Friday, April 25, 2008 [ philstar.com ]
Shopping mall giant SM Prime Holdings is allotting P33 billion over the next five years for the continued construction of new malls and the expansion of existing ones in line with its bid to further solidify its dominant position in the industry.
SM Prime president Hans Sy said the programmed capital budget still does not include their expansion initiatives in China, where the company is planning to put up its fourth mall in Chongquing covering 140,000 square meters (sqm) of leasable space.
Construction of SM Chonquing is slated in the third quarter this year and is expected to be operational by 2010.
Sy said the company may build two more malls in China in 2011 to capitalize on China’s growing economy and population which is 15 times that of the Philippines.
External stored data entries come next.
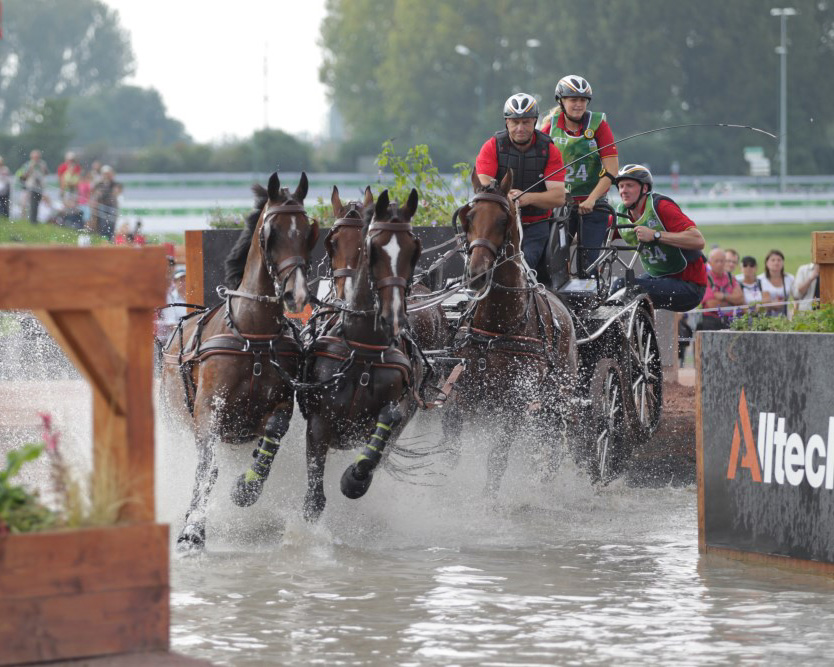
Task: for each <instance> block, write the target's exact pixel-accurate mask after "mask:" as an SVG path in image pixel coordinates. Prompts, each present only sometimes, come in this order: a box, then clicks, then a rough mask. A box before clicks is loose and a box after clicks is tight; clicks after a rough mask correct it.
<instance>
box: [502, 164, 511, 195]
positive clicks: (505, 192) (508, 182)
mask: <svg viewBox="0 0 834 667" xmlns="http://www.w3.org/2000/svg"><path fill="white" fill-rule="evenodd" d="M512 187H513V170H512V169H507V173H506V174H504V178H502V179H501V192H503V193H504V194H507V193H508V192H509V191H510V190H511V189H512Z"/></svg>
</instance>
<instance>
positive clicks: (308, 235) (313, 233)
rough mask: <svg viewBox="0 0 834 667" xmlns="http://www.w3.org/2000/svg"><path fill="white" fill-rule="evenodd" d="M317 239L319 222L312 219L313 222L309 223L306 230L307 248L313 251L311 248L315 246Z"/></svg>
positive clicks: (317, 239) (311, 251)
mask: <svg viewBox="0 0 834 667" xmlns="http://www.w3.org/2000/svg"><path fill="white" fill-rule="evenodd" d="M318 240H319V223H318V222H316V221H315V220H313V224H312V225H310V230H309V231H308V232H307V250H309V251H310V252H313V248H315V247H316V241H318Z"/></svg>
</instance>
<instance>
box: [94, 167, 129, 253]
mask: <svg viewBox="0 0 834 667" xmlns="http://www.w3.org/2000/svg"><path fill="white" fill-rule="evenodd" d="M115 176H116V174H115V172H114V171H113V168H112V167H109V166H107V165H105V166H103V167H102V168H101V181H99V182H98V184H97V185H96V186H95V188H94V189H93V194H94V199H95V207H94V209H93V210H94V217H95V218H96V221H97V225H96V226H97V229H98V233H99V234H101V235H102V236H103V237H104V238H106V239H107V240H108V241H112V240H113V231H114V230H115V227H116V220H117V218H118V217H119V195H120V194H121V193H122V184H121V183H119V182H118V181H116V179H115Z"/></svg>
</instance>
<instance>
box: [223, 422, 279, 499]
mask: <svg viewBox="0 0 834 667" xmlns="http://www.w3.org/2000/svg"><path fill="white" fill-rule="evenodd" d="M289 427H290V420H289V418H287V417H286V416H285V415H273V416H272V417H270V418H269V419H268V420H267V422H266V428H265V429H264V434H263V436H261V439H260V440H259V441H258V446H257V447H256V448H255V451H253V452H252V456H253V457H254V459H255V460H254V461H253V463H252V465H251V466H250V468H249V469H248V470H247V471H246V472H245V473H243V474H242V475H240V476H239V477H238V478H237V481H236V482H235V485H234V487H233V488H232V502H233V503H234V504H235V505H237V506H238V507H249V506H250V505H253V504H254V503H255V501H257V500H258V498H260V497H261V492H262V491H263V488H264V482H265V481H266V478H267V477H269V471H270V469H271V468H272V462H273V461H274V460H275V455H276V454H277V453H278V449H279V448H280V447H281V438H282V437H283V436H284V435H285V434H286V432H287V429H289Z"/></svg>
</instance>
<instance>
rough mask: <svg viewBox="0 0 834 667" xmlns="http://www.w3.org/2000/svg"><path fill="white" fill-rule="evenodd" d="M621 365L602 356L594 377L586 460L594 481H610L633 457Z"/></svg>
mask: <svg viewBox="0 0 834 667" xmlns="http://www.w3.org/2000/svg"><path fill="white" fill-rule="evenodd" d="M626 387H627V385H626V384H625V383H624V382H623V376H622V373H621V372H620V367H619V366H618V365H617V363H616V362H615V361H614V360H613V359H608V358H606V359H600V360H599V361H598V362H597V364H596V367H595V368H594V375H593V377H592V378H591V388H590V396H589V398H590V399H591V424H592V428H591V430H590V433H589V435H588V439H587V449H586V452H585V459H586V463H587V468H588V472H589V474H590V475H591V479H592V480H593V481H594V482H601V483H602V484H608V482H610V481H612V480H613V479H614V478H616V477H617V476H619V475H620V474H621V473H622V471H623V468H624V466H625V463H626V462H627V461H628V459H629V458H630V456H631V444H630V441H629V438H628V424H627V421H626V406H625V395H626Z"/></svg>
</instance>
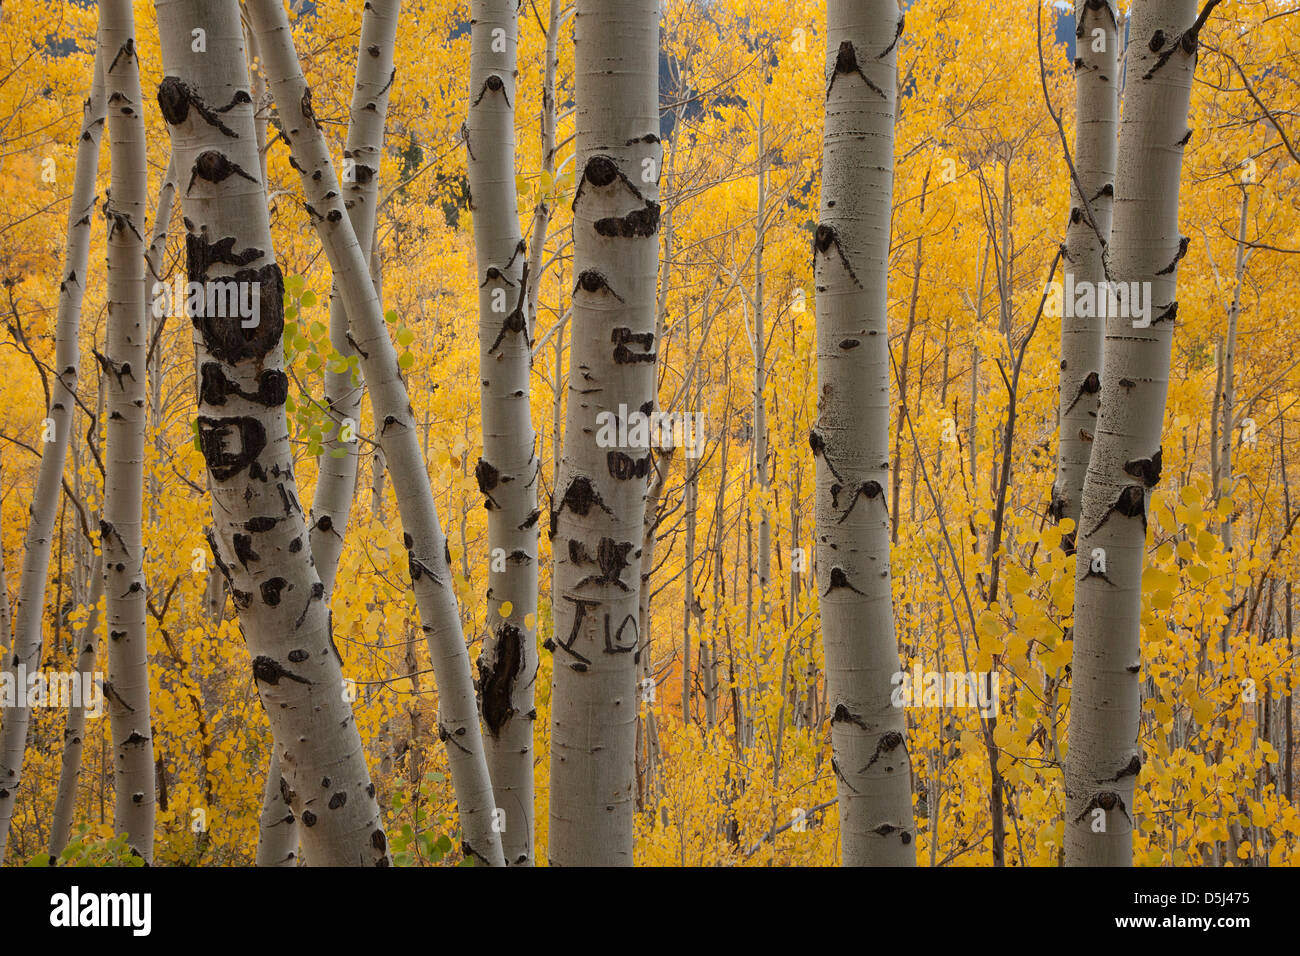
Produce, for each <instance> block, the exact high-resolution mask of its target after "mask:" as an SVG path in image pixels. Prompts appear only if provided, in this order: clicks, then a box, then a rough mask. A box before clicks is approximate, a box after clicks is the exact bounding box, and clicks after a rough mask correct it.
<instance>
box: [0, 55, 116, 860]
mask: <svg viewBox="0 0 1300 956" xmlns="http://www.w3.org/2000/svg"><path fill="white" fill-rule="evenodd" d="M104 65H105V64H103V62H101V61H100V59H99V56H98V55H96V59H95V78H94V81H92V82H91V88H90V96H88V99H87V100H86V105H85V108H83V113H82V129H81V139H79V142H78V146H77V172H75V174H74V179H73V193H72V200H70V204H69V207H68V241H66V246H65V252H64V271H62V273H61V274H62V281H61V282H60V285H59V315H57V319H56V325H55V376H53V381H52V385H53V388H52V392H51V395H49V411H48V416H47V419H45V421H44V423H43V434H42V437H43V438H45V441H44V442H43V454H42V457H40V471H39V472H38V475H36V486H35V490H34V493H32V497H31V509H30V523H29V525H27V537H26V541H25V542H23V561H22V578H21V580H19V583H18V601H17V604H16V605H14V610H13V618H14V636H13V653H12V654H6V666H9V667H13V669H17V667H19V666H21V667H25V669H26V670H27V671H29V672H30V671H34V670H36V669H38V667H39V666H40V656H42V648H43V644H44V628H43V623H44V622H43V619H44V610H45V588H47V585H48V581H49V549H51V545H52V542H53V533H55V518H56V516H57V514H59V502H60V493H61V486H62V476H64V462H65V460H66V458H68V441H69V436H70V434H72V428H73V407H74V405H75V399H77V371H78V365H79V364H81V347H79V343H78V341H77V336H78V330H79V326H81V307H82V297H83V294H85V291H86V289H85V285H83V284H85V281H86V260H87V259H88V256H90V224H91V219H92V216H94V213H95V199H96V196H95V173H96V172H98V164H99V142H100V137H101V134H103V131H104V113H105V94H104V73H103V72H104ZM16 702H17V704H19V705H22V704H26V700H22V701H16ZM30 721H31V709H30V708H27V706H14V708H12V709H10V710H9V711H8V713H6V714H5V715H4V728H3V730H0V862H3V861H4V853H5V849H6V847H8V843H9V823H10V821H12V819H13V806H14V801H16V800H17V796H18V791H19V788H21V787H22V782H23V780H22V763H23V757H25V756H26V749H27V726H29V723H30Z"/></svg>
For this year, the company is spending P6 billion to open new malls which include SM Marikina, SM City Baliuag and SM Supercenter Rosales in Pangasinan. Also underway are the expansion of SM Megamall, SM City Fairview and SM North Edsa, all slated for completion in 2009.
SM Marikina will provide an additional (122,000 sqm) of gross leasable space, SM Rosales (31,000 sqm) and SM Baliuag (61,000 sqm).
The company expects to end the year with a total of 33 malls with a gross floor area of 4.2 million sqm from 3.9 millionsqm in end-December 2007.
SM Prime chief finance officer Jeffrey C. Lim said funding for this year’s capex will be sourced from internally-generated cash and borrowings.
In Nov. 2007, SM Prime’s board approved the acquisition of three SM malls in China which are located in the highly populated areas of Xiamen, Jinjiang and Chengdu.
The move will allow SM Prime to gain a foothold in China’s fast-growing economy and use this as a platform for long-term growth outside of the Philippines where it is the biggest mall developer.
Sy said while the company has taken an aggressive move to acquire malls in China, “the expansion overseas will be approached with caution.”
“We will carefully study the business risks in each area we penetrate. This continues to be our policy even as we open new malls in the Philippines where we are expected to already know the market pretty well,” Sy said.
Also in yesterday’s meeting, SM Prime’s board approved the declaration of a 24-centavo cash dividend per share worth P2.99 billion. This is in line with SM Prime’s dividend policy of a 50-percent payout ratio of prior year’s net income which amounted to P5.97 billion for 2007.
Sy said the Mall of Asia is the company’s third best performing mall in terms of revenues, contributing nine percent of total revenues and five percent of net income. Average foot traffic in the flagship mall is between 200,000 and 300,000 during weekdays and up to 500,000 to one million during weekends.